TECHNICALLY trained men and women are needed for the examining corps of the Patent Office. Those are wanted who have a scientific education, particularly in higher mathematics, chemistry, physics and French or German, and who are not subject to the draft for military service. Engineering or teaching experience in addition to the above is valued. The entrance salary is $1,500. Examinations for the position of assistant examiner are held

frequently by the Civil Service Commission at many points in the United States. One is announced for August 21 and 22, 1918. Details of the examination, places of holding the same, etc., may be had upon application to the Civil Service Commission, Washington, D. C., or to the Patent Office. Should the necessity therefore arise temporary appointments of qualified persons may be made pending their taking the Civil Service examination. Application for such appointment should be made to the Patent Office.

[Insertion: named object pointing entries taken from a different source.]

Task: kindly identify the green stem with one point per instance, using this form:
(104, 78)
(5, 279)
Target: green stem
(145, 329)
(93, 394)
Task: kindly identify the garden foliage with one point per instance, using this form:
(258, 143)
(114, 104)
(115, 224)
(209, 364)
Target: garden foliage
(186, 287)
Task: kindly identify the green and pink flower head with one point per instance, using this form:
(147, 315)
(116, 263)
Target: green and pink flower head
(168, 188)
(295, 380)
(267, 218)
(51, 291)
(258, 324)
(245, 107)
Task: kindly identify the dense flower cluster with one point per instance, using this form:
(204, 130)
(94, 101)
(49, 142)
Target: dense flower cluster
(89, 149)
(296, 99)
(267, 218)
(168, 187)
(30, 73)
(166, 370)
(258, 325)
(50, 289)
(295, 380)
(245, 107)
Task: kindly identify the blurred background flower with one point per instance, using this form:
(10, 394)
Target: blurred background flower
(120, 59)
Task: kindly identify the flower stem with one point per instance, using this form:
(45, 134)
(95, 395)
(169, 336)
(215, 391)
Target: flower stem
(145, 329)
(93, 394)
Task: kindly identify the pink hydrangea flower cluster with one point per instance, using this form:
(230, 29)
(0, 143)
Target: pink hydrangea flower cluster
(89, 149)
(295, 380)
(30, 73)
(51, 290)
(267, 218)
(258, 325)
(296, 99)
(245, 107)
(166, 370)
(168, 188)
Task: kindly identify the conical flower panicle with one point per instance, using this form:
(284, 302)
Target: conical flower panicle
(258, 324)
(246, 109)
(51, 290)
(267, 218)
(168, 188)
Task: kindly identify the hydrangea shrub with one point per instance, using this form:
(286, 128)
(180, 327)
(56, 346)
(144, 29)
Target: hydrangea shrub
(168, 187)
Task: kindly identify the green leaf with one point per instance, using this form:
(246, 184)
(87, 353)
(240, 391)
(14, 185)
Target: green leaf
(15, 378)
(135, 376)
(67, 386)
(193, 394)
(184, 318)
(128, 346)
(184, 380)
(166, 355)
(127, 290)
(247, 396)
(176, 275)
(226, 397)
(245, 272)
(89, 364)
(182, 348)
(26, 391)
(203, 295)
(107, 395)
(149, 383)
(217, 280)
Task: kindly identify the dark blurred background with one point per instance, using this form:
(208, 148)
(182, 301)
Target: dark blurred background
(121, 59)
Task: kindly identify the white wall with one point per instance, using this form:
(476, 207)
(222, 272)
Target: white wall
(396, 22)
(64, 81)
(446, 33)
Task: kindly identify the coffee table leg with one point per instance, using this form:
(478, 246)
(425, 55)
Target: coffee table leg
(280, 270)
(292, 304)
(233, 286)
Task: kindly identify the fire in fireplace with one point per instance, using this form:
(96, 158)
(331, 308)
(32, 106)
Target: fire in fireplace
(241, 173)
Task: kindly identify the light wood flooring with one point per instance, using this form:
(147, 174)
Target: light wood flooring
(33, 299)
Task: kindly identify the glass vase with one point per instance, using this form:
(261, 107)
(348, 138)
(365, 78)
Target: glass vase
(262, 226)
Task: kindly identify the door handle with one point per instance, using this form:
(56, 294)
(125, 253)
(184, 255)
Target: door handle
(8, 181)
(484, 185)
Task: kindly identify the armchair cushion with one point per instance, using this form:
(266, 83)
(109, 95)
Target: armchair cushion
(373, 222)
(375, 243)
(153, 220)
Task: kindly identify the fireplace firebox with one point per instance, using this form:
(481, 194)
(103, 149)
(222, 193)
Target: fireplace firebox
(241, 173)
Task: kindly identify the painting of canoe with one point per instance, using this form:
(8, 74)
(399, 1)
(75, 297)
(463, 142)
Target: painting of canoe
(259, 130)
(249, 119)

OPPORTUNITIES in government work for women include the following, announced by the United States Civil Service Commission: Bacteriologist: Vacancies in Public Health Service, at $1,800 a year. Applicants must have graduated from a college or university of recognized standing in a course including biology and bacteriology and have had at least two years postgraduate experience in practical bacteriologic laboratory methods. Biochemist: The United States Civil Service Commission announces an open competitive examination for biochemist for both men and women for duty in Washington or elsewhere, at salaries ranging from $1,800 to $3,000 a year. Certification to fill the higher-salaried positions will be made from those attaining

the highest average percentages in the examinations. Competitors will not be required to report at any place but will be rated on education and experience and publications or thesis to be filled with application.

THERE are still many elements of uncertainty in the search for oil pools, but some of these are reduced to a minimum in regions where rock outcrops are conspicuous and the relation of the oil pools to the structure of the rocks is relatively simple. These are the conditions in the Big Horn Basin, Wyo., a report on which has recently been published by the United States Geological Survey, Department of the Interior, as Bulletin 656, (6 Anticlines in the southern part of the Big Horn Basin, Wyo." The report is one of a series on the existing and prospective oil fields of the state, several of which have already been published.